The store uses an asyncio.Lock — safe to use across concurrent coroutines.

Custom information (ctx.info)

Pass a Pydantic model at construction time to carry static, read-only request-scoped data (e.g. user_id, rate_limit, tenant_id) through every service layer without threading extra arguments:

from pydantic import BaseModel
from ai_sdk_stream_python import StreamContext

class RequestInfo(BaseModel):
    user_id: str
    rate_limit: int

# Typed constructor — IDE infers ctx.info as RequestInfo
ctx: StreamContext[RequestInfo] = StreamContext(
    custom_information=RequestInfo(user_id="u_42", rate_limit=100)
)

# In any service layer that receives ctx:
if ctx.info is not None:
    print(ctx.info.user_id)    # "u_42"
    print(ctx.info.rate_limit) # 100
  • ctx.info is read-only (no setter). For mutable runtime state use ctx.store.
  • Defaults to None when custom_information is not passed.
  • StreamContext is generic — annotate as StreamContext[YourModel] for full IDE support.

Writing to the stream

# Reasoning (chain-of-thought)
await ctx.write_reasoning("Let me think…")

# Text answer
await ctx.write_text("Here is the answer…")

# Tool calls
handle = await ctx.begin_tool_call("searchDocs", {"query": "hello"})
result = await my_search(query)
await ctx.complete_tool_call(handle.toolCallId, result)
# or on error:
await ctx.fail_tool_call(handle.toolCallId, "timeout")

# Source citations
await ctx.write_source("doc-1", "https://example.com/doc", "My Doc")

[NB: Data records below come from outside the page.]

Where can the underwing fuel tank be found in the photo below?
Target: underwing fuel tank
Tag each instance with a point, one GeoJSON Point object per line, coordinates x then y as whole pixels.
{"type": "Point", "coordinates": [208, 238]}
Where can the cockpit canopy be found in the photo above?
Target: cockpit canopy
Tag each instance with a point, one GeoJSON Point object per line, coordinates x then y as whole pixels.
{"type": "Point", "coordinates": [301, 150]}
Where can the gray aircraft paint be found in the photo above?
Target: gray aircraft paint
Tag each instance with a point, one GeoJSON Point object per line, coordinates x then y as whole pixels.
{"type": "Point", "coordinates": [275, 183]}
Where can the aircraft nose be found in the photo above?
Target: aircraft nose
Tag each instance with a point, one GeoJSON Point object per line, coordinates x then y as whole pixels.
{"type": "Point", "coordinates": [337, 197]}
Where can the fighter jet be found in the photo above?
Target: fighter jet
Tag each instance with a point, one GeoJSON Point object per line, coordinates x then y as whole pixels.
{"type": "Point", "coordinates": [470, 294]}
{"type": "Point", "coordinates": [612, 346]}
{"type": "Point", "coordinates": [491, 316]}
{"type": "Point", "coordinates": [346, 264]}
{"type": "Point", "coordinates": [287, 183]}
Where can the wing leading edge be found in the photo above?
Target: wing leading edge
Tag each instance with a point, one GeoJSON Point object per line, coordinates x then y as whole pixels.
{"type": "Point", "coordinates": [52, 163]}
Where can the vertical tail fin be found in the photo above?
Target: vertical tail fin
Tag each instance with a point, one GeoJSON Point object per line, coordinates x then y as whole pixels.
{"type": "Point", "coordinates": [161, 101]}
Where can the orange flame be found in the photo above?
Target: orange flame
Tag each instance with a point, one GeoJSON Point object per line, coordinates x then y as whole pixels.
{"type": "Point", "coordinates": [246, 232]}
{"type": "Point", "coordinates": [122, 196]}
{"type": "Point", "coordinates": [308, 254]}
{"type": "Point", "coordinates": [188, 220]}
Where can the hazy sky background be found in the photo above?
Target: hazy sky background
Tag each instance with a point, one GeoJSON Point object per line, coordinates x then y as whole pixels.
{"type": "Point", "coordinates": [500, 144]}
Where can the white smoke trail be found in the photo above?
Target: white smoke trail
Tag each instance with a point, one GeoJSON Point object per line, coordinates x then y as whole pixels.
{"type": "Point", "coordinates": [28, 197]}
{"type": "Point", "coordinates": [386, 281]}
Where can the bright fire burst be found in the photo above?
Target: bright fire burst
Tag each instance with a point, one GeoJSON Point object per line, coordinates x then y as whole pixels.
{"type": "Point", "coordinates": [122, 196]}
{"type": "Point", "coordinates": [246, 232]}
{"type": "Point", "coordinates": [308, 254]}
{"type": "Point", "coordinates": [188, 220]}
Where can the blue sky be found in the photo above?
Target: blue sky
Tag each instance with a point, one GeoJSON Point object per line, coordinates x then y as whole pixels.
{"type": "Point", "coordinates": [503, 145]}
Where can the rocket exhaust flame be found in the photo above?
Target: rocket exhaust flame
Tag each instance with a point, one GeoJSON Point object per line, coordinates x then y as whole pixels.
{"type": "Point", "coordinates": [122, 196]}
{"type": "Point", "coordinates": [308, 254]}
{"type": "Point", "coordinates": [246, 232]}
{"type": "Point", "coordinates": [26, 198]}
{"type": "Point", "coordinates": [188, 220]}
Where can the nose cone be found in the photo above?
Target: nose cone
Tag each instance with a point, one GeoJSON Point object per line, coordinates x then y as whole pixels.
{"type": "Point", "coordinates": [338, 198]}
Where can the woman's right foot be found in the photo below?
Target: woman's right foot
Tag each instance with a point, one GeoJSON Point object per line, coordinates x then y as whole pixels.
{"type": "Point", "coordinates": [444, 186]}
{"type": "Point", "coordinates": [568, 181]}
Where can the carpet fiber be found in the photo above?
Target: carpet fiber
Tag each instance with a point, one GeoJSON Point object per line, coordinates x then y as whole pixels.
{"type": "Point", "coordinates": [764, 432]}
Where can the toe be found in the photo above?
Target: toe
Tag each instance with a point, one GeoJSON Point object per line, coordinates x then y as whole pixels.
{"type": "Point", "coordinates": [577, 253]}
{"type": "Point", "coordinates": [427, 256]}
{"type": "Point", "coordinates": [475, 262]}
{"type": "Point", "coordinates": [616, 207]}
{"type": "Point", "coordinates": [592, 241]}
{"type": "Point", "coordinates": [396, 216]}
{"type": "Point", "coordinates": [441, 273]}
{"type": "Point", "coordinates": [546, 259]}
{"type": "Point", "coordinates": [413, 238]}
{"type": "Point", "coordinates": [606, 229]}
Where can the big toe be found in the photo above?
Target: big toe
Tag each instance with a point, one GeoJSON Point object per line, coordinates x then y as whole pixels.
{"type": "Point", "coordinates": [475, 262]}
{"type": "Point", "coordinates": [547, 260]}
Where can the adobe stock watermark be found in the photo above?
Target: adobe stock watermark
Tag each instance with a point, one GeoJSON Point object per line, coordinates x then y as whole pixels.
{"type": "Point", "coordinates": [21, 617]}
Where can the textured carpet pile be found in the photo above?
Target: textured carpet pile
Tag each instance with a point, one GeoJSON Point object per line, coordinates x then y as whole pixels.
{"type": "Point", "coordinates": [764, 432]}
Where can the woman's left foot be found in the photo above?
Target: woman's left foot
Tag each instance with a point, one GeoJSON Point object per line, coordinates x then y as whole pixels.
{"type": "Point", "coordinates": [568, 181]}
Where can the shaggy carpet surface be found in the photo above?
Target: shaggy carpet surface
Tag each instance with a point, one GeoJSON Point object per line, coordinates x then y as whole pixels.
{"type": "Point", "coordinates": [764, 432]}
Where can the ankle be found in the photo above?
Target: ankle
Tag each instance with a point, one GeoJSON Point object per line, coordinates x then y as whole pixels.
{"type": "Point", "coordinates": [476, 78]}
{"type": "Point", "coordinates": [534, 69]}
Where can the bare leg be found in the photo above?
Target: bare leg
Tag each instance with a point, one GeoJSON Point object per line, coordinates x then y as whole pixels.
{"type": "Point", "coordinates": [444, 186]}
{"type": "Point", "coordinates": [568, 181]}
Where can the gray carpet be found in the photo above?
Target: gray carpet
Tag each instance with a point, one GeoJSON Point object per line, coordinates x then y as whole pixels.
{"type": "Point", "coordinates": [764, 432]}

# Finish (closes all open parts/steps, emits finish + [DONE])
await ctx.finish(finish_reason="stop")

new_step() — when to use it

new_step() closes any open text/reasoning part and the current step (finish-step), then immediately opens a new step (start-step). Use it when you want an explicit step boundary in the stream — for example in a multi-turn agentic flow:

# Step 1: reasoning
await ctx.write_reasoning("Let me think…")

# Step 2: tool call
await ctx.new_step()
handle = await ctx.begin_tool_call("search", {"q": query})
await ctx.complete_tool_call(handle.toolCallId, results)

# Step 3: final answer
await ctx.new_step()
await ctx.write_text("Based on the results…")

You don't need new_step() for simple responses. The high-level helpers (write_text, write_reasoning, begin_tool_call) already auto-close each other within the same step, and finish() closes everything. Only call new_step() when you want the frontend to see distinct steps — e.g. separate reasoning, tool-use, and answer phases.

Low-level / raw events

from ai_sdk_stream_python import TextDeltaEvent

# Sync push (like LlamaIndex's write_event_to_stream)
ctx.write_event_to_stream(TextDeltaEvent(id=ctx.current_text_id, delta="!"))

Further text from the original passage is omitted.